Что ж, и такое случается. Помнится, был у нас в роте водитель, имевший водительские права, но не умевший водить машину.
– Хочешь водички? – поинтересовался Слесарев.
Он ещё спрашивает! Конечно, хочу.
Я выпил одну кружку, вторую, а потом и третью. Нет, третью до конца уже не осилил. Заснул.
Мне снилось, что я сижу на скамейке у Патриарших прудов, любуюсь на уток, клянчащих подачку у туристов, прибывших посетить булгаковские места, а рядом со мной сидит командир партизанского отряда Хаджи-Мурат, увешанный оружием, Георгиевскими крестами вперемежку с орденами Красного знамени и говорит: «Моя голова думает, что лишние мысли иметь вредно. И если у тебя будут лишние мысли, то можешь остаться без головы. А для тебя даже и масло не надо разливать». Хотел поинтересоваться у красного джигита, о чём это он, но вместо кавказца рядом со мной уже сидел кот. Кот, очень похожий на Бегемота – не того, что из книги, а из музея-квартиры Михаила Афанасьевича, – говорить со мной не соизволил, а только зевнул и принялся вылизывать тёмно-шоколадную шубку. Закончив, мохнатый хранитель музея соскочил со скамьи и куда-то пропал.

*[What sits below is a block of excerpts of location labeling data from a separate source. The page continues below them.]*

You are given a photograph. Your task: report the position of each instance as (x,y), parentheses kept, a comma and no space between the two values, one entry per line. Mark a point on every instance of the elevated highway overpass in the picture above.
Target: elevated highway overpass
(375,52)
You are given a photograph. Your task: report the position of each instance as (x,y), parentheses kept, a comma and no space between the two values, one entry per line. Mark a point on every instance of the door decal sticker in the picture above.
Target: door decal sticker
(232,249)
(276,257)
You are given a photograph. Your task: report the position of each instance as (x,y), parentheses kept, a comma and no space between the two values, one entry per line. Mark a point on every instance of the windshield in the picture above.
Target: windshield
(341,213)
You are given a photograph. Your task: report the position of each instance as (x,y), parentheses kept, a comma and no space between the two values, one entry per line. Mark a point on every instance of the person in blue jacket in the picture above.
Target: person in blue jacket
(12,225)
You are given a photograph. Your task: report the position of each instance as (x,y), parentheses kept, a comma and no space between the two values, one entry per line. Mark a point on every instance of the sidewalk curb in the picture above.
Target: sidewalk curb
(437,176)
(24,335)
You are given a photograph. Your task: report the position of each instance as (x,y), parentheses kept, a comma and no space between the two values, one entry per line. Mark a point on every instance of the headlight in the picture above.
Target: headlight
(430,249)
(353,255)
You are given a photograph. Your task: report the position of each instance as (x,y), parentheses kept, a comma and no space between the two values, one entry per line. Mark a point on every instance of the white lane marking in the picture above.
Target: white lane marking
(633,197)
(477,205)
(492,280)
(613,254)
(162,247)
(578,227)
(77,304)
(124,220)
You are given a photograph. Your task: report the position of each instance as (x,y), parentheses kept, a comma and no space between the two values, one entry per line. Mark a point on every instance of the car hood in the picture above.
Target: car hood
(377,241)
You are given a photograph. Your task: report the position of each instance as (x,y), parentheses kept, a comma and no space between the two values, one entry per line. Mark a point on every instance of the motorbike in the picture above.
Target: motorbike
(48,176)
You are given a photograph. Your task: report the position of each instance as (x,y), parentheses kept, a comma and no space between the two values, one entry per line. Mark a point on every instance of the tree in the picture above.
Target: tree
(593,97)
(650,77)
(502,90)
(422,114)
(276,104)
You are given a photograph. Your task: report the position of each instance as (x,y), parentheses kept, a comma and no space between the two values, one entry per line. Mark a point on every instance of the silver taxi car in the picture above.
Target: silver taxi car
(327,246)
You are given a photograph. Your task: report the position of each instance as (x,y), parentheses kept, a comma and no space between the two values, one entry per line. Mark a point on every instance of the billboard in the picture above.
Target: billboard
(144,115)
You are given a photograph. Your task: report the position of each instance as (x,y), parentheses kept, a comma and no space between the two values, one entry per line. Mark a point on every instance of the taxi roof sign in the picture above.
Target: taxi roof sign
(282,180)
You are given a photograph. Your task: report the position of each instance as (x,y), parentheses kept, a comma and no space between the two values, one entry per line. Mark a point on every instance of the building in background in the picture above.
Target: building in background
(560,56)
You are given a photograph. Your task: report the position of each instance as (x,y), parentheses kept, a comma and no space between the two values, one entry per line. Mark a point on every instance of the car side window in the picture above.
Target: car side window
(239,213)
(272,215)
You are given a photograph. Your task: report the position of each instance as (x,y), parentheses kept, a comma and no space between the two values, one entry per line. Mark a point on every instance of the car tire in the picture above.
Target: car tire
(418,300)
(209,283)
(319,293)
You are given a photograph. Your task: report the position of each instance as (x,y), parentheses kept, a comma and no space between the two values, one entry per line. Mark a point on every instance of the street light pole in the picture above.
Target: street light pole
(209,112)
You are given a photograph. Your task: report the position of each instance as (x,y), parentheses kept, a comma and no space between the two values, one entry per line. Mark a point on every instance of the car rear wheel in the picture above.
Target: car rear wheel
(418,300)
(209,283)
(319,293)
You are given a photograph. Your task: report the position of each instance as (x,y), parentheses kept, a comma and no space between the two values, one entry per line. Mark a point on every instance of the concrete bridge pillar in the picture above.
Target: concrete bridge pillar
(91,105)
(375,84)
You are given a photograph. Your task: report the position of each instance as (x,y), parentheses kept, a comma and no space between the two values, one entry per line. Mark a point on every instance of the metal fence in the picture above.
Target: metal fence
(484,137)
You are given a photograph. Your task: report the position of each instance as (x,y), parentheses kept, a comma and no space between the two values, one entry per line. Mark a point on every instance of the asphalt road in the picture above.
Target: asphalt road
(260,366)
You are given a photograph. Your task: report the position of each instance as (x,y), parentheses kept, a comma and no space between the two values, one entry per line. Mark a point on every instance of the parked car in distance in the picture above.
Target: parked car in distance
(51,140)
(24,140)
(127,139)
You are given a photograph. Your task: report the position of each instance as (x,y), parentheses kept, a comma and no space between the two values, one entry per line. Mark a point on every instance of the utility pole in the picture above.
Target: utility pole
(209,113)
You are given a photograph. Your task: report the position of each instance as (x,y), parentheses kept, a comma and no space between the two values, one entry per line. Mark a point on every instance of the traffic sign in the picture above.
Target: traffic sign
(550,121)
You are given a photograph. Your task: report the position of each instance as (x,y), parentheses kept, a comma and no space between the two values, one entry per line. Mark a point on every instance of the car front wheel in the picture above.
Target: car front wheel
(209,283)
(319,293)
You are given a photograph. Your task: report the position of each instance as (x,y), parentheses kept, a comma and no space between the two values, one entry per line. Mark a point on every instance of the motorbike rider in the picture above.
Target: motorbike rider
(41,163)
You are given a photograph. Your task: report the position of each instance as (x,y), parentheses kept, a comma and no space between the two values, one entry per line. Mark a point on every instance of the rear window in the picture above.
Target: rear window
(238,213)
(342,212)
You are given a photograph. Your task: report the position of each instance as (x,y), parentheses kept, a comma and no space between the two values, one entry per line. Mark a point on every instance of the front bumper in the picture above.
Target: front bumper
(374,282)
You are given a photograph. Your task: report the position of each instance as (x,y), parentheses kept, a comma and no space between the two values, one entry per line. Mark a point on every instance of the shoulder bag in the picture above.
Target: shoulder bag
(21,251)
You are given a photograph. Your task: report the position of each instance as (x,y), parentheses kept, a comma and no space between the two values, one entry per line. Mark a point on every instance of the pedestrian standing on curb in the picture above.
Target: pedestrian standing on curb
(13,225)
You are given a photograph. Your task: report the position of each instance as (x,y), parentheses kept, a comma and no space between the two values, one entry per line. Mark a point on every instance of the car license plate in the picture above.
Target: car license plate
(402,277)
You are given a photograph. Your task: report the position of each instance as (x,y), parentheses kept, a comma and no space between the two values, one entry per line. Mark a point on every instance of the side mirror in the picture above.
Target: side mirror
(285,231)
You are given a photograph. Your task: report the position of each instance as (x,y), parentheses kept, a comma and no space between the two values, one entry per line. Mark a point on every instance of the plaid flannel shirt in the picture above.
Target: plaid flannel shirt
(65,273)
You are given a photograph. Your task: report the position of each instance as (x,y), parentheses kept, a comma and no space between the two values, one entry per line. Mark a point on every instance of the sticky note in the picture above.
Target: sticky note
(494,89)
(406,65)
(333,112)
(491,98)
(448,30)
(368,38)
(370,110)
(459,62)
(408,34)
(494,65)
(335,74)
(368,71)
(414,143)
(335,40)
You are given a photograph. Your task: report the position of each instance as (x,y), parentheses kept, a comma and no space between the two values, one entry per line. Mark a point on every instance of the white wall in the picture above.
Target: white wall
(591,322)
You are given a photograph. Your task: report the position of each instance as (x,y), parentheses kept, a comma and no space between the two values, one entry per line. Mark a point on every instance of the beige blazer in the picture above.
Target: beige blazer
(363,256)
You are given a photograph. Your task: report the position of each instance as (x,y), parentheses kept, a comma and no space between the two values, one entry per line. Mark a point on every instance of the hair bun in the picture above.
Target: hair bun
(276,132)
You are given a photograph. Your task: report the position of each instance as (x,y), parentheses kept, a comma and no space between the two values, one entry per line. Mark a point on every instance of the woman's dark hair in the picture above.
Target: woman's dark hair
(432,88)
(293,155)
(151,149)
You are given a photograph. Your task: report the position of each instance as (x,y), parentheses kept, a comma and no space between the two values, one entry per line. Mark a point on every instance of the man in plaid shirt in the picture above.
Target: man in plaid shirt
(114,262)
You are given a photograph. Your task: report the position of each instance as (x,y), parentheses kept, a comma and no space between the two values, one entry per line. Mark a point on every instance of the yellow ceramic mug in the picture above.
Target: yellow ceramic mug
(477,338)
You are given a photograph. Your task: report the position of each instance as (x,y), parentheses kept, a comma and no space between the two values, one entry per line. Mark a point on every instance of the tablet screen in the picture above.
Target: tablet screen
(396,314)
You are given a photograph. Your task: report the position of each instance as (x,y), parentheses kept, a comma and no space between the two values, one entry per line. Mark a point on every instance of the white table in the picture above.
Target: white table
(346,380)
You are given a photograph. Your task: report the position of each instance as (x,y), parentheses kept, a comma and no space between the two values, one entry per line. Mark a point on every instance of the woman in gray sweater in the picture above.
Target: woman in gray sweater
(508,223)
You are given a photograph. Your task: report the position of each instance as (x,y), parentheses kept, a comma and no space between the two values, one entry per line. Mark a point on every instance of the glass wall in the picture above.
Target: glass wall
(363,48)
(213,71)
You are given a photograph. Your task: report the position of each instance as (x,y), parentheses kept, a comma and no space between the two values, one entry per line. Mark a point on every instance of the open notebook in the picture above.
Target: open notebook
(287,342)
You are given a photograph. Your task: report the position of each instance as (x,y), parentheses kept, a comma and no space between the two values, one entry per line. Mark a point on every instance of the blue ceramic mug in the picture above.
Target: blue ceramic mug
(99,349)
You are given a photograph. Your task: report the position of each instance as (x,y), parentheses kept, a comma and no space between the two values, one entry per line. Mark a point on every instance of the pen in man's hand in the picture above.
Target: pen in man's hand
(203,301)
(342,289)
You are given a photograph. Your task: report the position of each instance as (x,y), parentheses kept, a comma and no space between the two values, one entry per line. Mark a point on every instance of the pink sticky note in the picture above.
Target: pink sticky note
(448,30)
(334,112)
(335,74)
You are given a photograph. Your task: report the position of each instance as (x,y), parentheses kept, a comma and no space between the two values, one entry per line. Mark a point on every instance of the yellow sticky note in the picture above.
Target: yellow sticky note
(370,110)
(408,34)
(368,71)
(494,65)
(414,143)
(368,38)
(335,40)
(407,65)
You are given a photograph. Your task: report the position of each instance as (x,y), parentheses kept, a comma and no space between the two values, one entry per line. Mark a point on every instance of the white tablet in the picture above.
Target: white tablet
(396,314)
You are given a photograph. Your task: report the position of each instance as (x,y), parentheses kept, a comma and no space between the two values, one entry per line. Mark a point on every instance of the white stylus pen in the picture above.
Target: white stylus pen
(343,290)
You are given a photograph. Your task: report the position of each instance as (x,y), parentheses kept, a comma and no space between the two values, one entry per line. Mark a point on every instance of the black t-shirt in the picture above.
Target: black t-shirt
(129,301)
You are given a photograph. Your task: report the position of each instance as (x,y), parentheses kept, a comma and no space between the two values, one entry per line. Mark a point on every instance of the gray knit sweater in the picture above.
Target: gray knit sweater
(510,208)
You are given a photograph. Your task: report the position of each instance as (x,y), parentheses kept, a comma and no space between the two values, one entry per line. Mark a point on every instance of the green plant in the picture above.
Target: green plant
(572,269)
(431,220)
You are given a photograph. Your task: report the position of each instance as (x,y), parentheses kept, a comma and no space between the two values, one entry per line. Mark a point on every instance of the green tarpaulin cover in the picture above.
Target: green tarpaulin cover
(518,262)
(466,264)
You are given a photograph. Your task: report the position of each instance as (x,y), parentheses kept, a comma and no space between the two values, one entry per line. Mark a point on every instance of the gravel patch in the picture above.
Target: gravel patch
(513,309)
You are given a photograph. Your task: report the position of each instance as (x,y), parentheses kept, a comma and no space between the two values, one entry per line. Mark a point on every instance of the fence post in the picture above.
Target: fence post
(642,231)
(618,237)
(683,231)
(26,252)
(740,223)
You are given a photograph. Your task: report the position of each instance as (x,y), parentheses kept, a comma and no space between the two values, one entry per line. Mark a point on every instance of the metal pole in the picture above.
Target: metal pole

Проснувшись, я задумался, означает ли что-то мой сон, но пришёл к выводу, что сны – это просто фигня. Зато меховая шубка кота напомнила, что у меня был когда-то полушубок. Наверное, его бы тоже следовало кинуть в печь, чтобы не разводить лишних насекомых, – а может, уже кто-нибудь догадался это сделать. Хотя полушубка жалко. Всё-таки я в нём и на операции ходил, и на Мудьюге. Историческая реликвия, так сказать. Глядишь, лет через пятьдесят, в ознаменование годовщины победы в Гражданской войне, повесят мой полушубок в каком-нибудь музее, на радость моли. А что, моль тоже живое существо, и кушать хочет. Потом вдруг вспомнилось, что полушубок остался в доме, который сжёг селянин. Ну вот, осталась моль без еды.